Applicants are sitting for the Foreign Service’s notoriously difficult multiple choice entrance exam this week. They are the first cadre of future diplomats to be selected through the service’s updated hiring process.
Previously, the Foreign Service Officer Test served as the first gateway to the rest of the selection steps. If applicants failed to achieve or exceed a variable cutoff score, they were not invited to move forward in the process.
Those few that did progress had their personal narrative statements and an essay written during the exam evaluated by the Qualifications Evaluation Panel, which seeks to asses how well applicants demonstrate core service tenants known as the “13 Dimensions.” Once an applicant moved onto the QEP, their FSOT score no longer had any bearing on the rest of the hiring process.
In late April, the State Department announced that starting with the June testing period - the FSOT would no longer serve as a mechanism to cull the ranks of applicants. Instead all applicants would move forward onto the QEP and their FSOT score would be factored into the evaluation along with the other materials.
The updated process “will give the Department a more balanced view of candidates who will be selected for the next phase of the selection process, the Foreign Service Oral Assessment,” the department wrote in their announcement. “This is the most significant change to the Foreign Service Selection process since 1930. We anticipate that this change will result in identifying a more qualified pool of candidates.”

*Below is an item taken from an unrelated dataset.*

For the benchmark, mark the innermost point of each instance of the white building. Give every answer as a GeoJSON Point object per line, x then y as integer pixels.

The announcement came as a surprise to many, including the American Foreign Service Association, the professional association for FSOs. The association said it was not informed of or consulted about the change prior to the announcement. The AFSA has expressed their concern about the lack of transparency from the State Department.

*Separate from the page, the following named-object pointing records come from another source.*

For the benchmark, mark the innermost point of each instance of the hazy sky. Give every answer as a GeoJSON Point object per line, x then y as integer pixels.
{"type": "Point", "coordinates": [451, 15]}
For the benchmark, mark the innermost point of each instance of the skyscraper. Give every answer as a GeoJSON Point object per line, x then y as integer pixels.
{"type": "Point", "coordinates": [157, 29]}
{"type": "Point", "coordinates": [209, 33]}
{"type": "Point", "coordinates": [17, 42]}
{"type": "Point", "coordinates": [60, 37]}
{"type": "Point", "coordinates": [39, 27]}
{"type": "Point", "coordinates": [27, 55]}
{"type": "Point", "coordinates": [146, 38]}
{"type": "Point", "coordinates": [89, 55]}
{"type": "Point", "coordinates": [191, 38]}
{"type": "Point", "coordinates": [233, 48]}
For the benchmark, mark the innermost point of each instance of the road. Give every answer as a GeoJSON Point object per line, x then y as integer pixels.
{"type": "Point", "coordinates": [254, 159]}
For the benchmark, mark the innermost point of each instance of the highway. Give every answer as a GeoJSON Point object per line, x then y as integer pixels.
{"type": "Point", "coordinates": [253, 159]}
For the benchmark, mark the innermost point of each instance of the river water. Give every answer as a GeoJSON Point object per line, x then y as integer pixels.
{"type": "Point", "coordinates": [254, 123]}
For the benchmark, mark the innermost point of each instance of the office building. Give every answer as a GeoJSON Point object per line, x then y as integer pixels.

The association said it supports the undertaking of comprehensive review of how the Foreign Service selects members and that it’s not opposed to fundamental changes.

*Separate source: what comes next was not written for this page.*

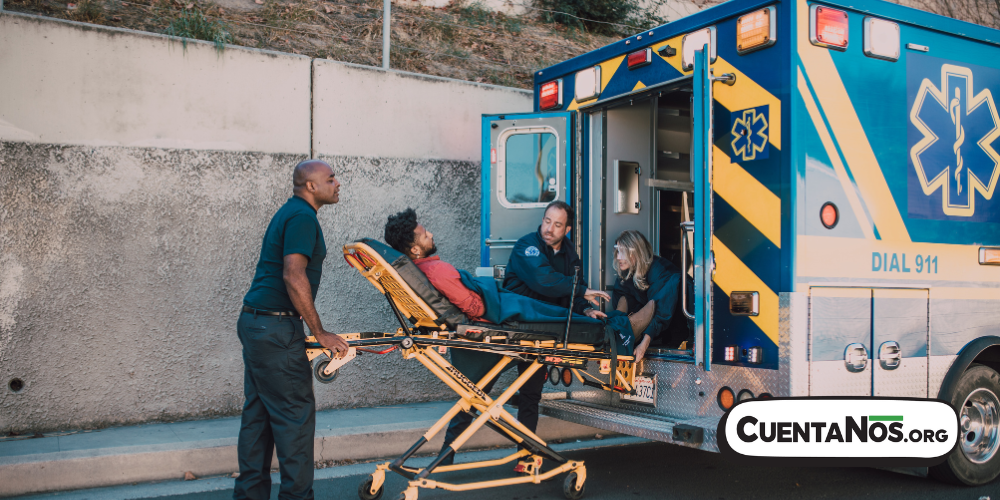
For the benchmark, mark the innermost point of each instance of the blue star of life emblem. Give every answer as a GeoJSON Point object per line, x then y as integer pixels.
{"type": "Point", "coordinates": [750, 134]}
{"type": "Point", "coordinates": [953, 151]}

“We remain concerned that these unilateral changes risk being seen as excessively subjective and subject to partisan influence,” the AFSA wrote in their June addition of the Foreign Service Journal. “It is important to protect against potential future politicization of hiring through manipulation of a process that is now less easily explained.”
Despite the concerns from the AFSA and uproar from critics who have argued for the preservation of the status quo in opinion columns, the State Department has been relatively silent regarding the change beyond the initial announcements.
“We urge fuller transparency regarding hiring decisions made through this new system and further discussions with stakeholders on its implementation,” the AFSA said.